HotKeys doesn’t really do much, and there are probably other programs that do the same thing. What sets HotKeys apart from the pack is the interface and the use of the Caps Lock key (and a few built in functions).
HotKeys allows you to set hot key combinations with the windows keys, found at the bottom of your keyboard (at least most keyboards). There are several that are already built into Windows, such as win-i for Internet Explorer, etc. With HotKeys, you can reprogram the existing ones and add your own by mearly dragging a shortcut or application icon onto a keyboard that appears when you hold down one of the windows keys for a few seconds.
HotKeys has two built in functions, which are very nice. win-PageUp and win-PageDown control speaker volume and display a nice graphic to show the current volume level. win-T displays a clock with the current time.

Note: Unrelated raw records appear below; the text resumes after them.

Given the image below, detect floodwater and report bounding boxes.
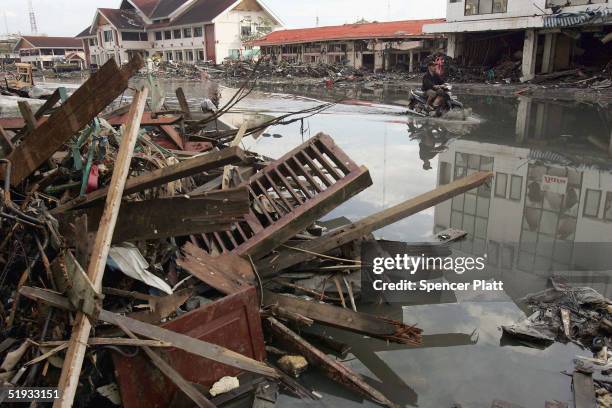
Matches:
[40,77,612,408]
[173,79,612,408]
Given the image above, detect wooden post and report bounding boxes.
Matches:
[256,172,493,277]
[53,88,148,408]
[176,88,191,120]
[17,101,37,132]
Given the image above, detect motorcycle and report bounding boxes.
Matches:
[408,84,463,118]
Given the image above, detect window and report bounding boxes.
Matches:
[465,0,508,16]
[439,162,452,186]
[546,0,607,8]
[121,31,149,41]
[510,175,523,201]
[583,189,601,217]
[495,173,508,198]
[604,193,612,221]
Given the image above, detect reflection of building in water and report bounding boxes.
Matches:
[435,98,612,292]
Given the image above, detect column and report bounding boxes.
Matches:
[516,96,531,144]
[542,33,557,74]
[521,29,538,82]
[408,50,414,72]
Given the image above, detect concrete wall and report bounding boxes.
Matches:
[446,0,610,22]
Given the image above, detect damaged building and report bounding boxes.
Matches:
[424,0,612,81]
[77,0,282,65]
[254,20,445,72]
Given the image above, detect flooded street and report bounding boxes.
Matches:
[154,79,612,408]
[33,77,612,408]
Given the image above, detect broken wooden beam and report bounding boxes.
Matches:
[51,147,247,214]
[205,133,372,259]
[53,86,148,408]
[117,322,215,408]
[58,187,250,243]
[256,172,493,277]
[176,87,191,120]
[20,286,280,378]
[267,317,397,407]
[572,371,597,408]
[176,242,254,295]
[264,291,422,345]
[0,54,143,185]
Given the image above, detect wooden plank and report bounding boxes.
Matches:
[58,187,250,243]
[267,317,397,407]
[17,101,36,132]
[176,87,191,120]
[19,286,280,378]
[159,125,185,149]
[53,88,148,408]
[117,322,215,408]
[256,172,493,277]
[176,242,254,295]
[572,371,597,408]
[34,88,62,120]
[51,148,246,214]
[221,121,248,190]
[264,291,422,345]
[106,112,181,126]
[0,125,15,156]
[0,56,143,185]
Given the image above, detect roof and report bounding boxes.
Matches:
[74,26,95,38]
[98,8,145,30]
[149,0,190,19]
[130,0,164,17]
[254,19,445,45]
[169,0,236,25]
[17,35,83,48]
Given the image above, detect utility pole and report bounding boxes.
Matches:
[28,0,38,34]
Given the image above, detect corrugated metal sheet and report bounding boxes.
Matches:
[544,8,612,28]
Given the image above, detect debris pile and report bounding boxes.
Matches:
[502,279,612,407]
[0,57,492,407]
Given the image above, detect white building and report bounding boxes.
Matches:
[14,36,85,69]
[424,0,612,80]
[434,98,612,297]
[77,0,282,65]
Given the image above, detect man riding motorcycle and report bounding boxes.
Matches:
[421,62,444,110]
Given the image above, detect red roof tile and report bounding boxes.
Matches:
[18,35,83,48]
[253,19,445,45]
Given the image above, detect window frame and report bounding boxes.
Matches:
[582,188,603,218]
[493,171,509,198]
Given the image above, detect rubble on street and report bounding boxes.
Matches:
[0,57,492,407]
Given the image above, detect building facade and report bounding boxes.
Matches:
[253,20,445,72]
[424,0,612,80]
[14,36,85,69]
[77,0,282,65]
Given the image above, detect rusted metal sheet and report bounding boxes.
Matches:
[203,133,372,259]
[113,288,265,408]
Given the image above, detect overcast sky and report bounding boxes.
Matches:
[0,0,446,36]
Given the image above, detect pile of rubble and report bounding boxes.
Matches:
[0,57,492,407]
[502,279,612,407]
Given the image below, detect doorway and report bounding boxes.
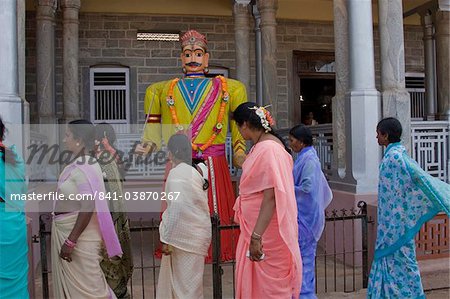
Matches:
[291,51,336,125]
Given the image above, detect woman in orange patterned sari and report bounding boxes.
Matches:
[233,103,302,298]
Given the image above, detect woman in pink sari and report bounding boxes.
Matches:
[233,103,302,298]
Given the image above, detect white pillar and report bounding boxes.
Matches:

I have always preferred keyboards that click when you type and those have become hard to find or when found, expensive. I still use a vintage 1987 IBM keyboard. No other keyboard is as durable or has the same feel. The down side to using older keyboards is they don’t have many of the specialized buttons the new ones do, such as volume or even the common windows keys. While I am old school, I still would prefer some of the luxuries of the newer keyboards. HotKeys fills this much needed void. You can program it to use the Caps Lock key as a windows key. This opens up all the windows shortcuts for us retro programmers. The down side is I no longer have a Caps Lock key, although it’s really a good trade off. After all, when was the last time you used your Caps Lock key?
Even if you don’t have a retro keyboard, I highly recommend this software.